Twitter’s response came after an outcry over the suspension of Guy Adams, Los Angeles correspondent for The Independent, who had tweeted his outrage over NBC’s delay in broadcasting the opening ceremony in order to catch the primetime audience.
Twitter’s general counsel Alex McGillivray said the suspension stemmed from the social media site’s “Trust and Safety policies,” which prompted the company to look into the publication of an NBC executive‘s email account.
“We want to apologize for the part of this story that we did mess up,” McGillivray wrote on the Twitter blog.
He added that “the account has been unsuspended, and we will actively work to ensure this does not happen again.”
Twitter said it took the action after its monitors learned of the disclosure of the NBC executive’s email address, which some consider “private” information — which would be a violation of the site’s rules.
“The team working closely with NBC around our Olympics partnership did proactively identify a tweet that was in violation of the Twitter Rules and encouraged them to file a support ticket with our Trust and Safety team to report the violation, as has now been reported publicly,” McGillivray said.

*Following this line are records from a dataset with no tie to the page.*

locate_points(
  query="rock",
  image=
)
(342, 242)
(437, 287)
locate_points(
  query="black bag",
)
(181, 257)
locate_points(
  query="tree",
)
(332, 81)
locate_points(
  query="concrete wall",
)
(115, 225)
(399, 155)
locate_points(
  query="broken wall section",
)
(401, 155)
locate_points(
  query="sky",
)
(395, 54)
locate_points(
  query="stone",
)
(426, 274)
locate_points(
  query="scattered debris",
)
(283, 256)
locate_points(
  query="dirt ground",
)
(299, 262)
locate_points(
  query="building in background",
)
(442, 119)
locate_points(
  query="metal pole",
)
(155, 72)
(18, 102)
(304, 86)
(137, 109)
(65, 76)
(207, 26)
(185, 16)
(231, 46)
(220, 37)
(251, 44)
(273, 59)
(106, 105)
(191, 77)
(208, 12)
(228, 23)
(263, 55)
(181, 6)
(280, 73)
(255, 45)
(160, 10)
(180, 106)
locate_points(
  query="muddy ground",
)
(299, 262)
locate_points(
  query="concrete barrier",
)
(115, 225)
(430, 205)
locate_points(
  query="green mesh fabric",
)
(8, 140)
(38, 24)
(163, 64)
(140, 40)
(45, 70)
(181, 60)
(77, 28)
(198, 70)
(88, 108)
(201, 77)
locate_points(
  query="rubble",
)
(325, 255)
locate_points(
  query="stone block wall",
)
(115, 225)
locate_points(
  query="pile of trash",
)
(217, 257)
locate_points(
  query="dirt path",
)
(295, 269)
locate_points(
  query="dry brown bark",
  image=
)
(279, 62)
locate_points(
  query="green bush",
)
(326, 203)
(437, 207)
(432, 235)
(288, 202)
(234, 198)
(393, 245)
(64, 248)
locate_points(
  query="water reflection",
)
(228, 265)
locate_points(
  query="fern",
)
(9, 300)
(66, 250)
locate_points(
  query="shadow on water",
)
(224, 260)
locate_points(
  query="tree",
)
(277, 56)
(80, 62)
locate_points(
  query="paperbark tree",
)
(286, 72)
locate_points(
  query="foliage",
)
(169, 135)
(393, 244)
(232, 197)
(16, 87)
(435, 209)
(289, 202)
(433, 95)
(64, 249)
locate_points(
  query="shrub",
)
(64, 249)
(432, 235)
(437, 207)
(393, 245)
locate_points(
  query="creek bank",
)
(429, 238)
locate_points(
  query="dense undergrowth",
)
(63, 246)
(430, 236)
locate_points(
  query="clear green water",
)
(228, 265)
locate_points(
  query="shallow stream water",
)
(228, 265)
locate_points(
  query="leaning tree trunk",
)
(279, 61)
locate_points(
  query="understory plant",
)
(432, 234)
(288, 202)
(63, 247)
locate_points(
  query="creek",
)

“We do not proactively report or remove content on behalf of other users no matter who they are. This behavior is not acceptable and undermines the trust our users have in us.
“We should not and cannot be in the business of proactively monitoring and flagging content, no matter who the user is — whether a business partner, celebrity or friend.”
News that Adams’s account was restored came just ahead of Twitter’s comments.
“Oh. My Twitter account appears to have been un-suspended. Did I miss much while I was away?” he tweeted.
Twitter and NBC, a unit of Comcast Corp., have what the companies say is a strategic, non-financial partnership for online content during the Olympics.
But Twitter’s handling of the matter raised a howl of protests from analysts saying the company was failing to live up to its obligations to protect the free flow of information.
“This is the inevitable result of what happens when we safeguard our free-speech protections to private corporations,” said Dan Kennedy, a Northeastern University journalism professor who writes a media blog.
“In the new interdependent media environment, your right to speak and write freely extends only as far as someone else’s business interests,” Kennedy told AFP.
Jeff Jarvis, a City University of New York journalism professor, made the same point about how journalists and companies should operate in social media.
“Twitter is going to have to learn the lesson that newspapers had to learn when they started accepting advertising: that when trust is your asset, you must run your service and your business according to principles of trust,” Jarvis wrote on his “Buzz Machine” blog.
“Newspapers built church/state walls to demonstrate that they could not be bought by sponsors’ influence. Twitter needs that wall,” he said.
Digital media analyst Rebecca Lieb of the Altimeter Group said: “Twitter is getting a deserved black eye for disabling Guy Adams’ account.”
“This sets a dangerous precedent,” she told AFP.
“Twitter has been lauded in the past for protecting its users, for example against government requests for information. Twitter could suffer possibly irreparable damage if it demonstrates the interests of a business partner take precedence over its policies and users.”
Adams earlier said Twitter had bowed to pressure from the broadcaster, claiming he had not contravened the site’s rules.
He maintained that he did not publish a private email address, “just a corporate one.”